The target group receives an email communication
The dynamics of the campaign require the user to register for the offer via the email and then make a purchase 
(The control group has no registration process)
Therefore, the possible scenarios are as follows

Target | registered | converted
  Target | registered | ! converted
Target | ! registered | converted
  Target | ! registered | ! converted
Control | converted
  Control | ! converted  

Note - Target | ! registered | converted are users who may or may not have seen the email but arrive at the website and purchase anyway. Only those who register actually avail the offer.
Question  
In order to measure the impact of the email on conversion rate & total spend, which group/subgroup would be compared with the control group
 A: I understand the questions to be: 


*

*Does the additional step of registration complicate the treatment effect analysis?

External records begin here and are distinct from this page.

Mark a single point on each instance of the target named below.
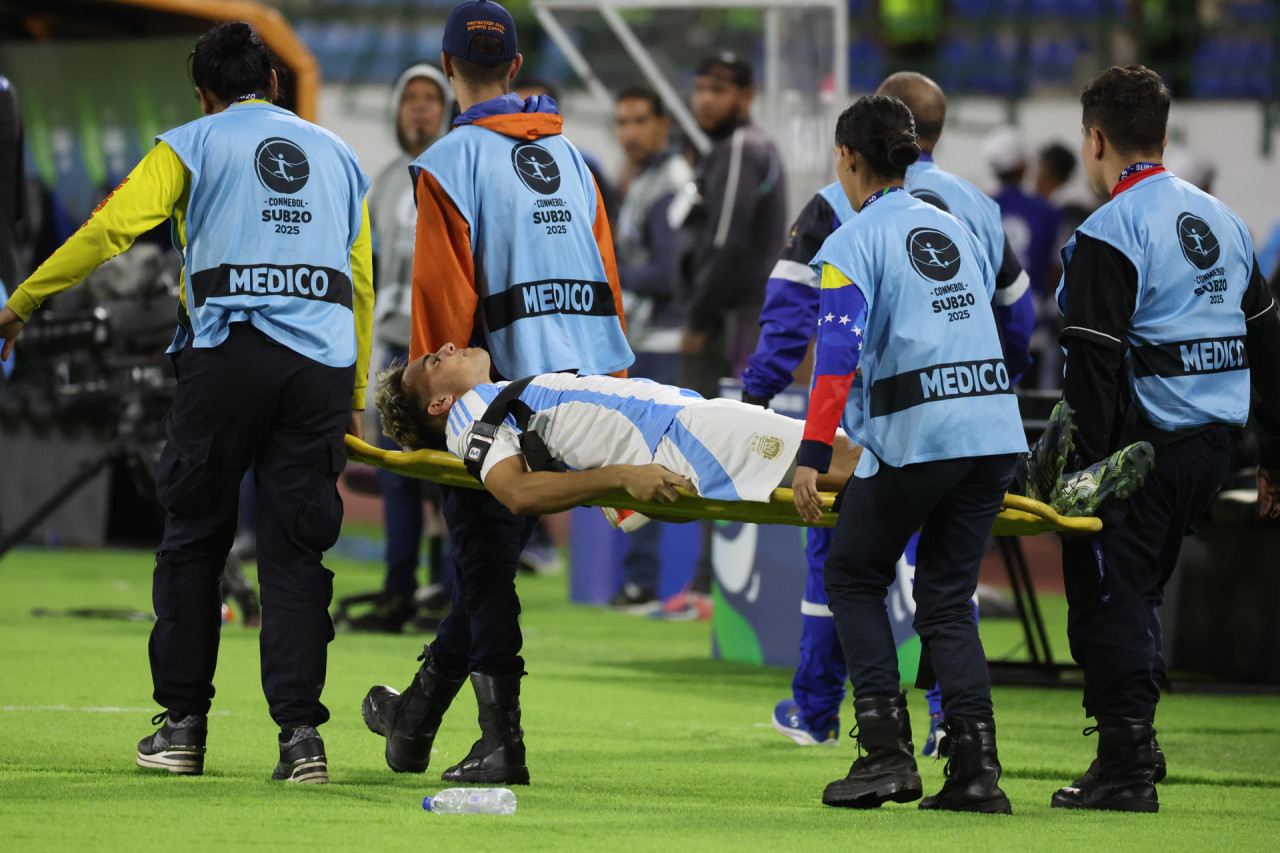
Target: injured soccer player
(608, 433)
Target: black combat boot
(972, 769)
(410, 720)
(1123, 778)
(498, 756)
(887, 771)
(1156, 776)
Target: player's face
(420, 112)
(717, 100)
(448, 372)
(640, 132)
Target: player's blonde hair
(402, 418)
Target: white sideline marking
(103, 710)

You can compare the conversion rate/spend between the control and treatment group directly. Your estimate will then be conditional on the registration process. In other words, you predict the increase in conversion probability given an email with an offer for which the user has to register. 
However, if you make a cost-based decision to target, then you will have to include in your decision the chance that the user actually registers and uses the offer. I'd suggest you subtract the actual offer cost from the net return of each customer.


*Can I estimate the treatment effect on the conversion rate/spend if some customer overlook the treatment email?


If customer assigned to the target group might not receive or interact with the treatment, your estimate will be the intention to treat effect. This is a common problem in medicine, where not all patients take their prescribed medicine correctly.
Your estimate will be lower than the pure treatment effect, since customers that don't receive the email will be counted as treated but will not show any effect. Your model will include the chance that a customer sees the email, so targeting will favor customer more likely to look at and act because of the email, which is likely what you want from targeting.     
(If you want to compare different email headers or improve opening rates in others ways, you might want to come back and try to disentangle the effect in the future.)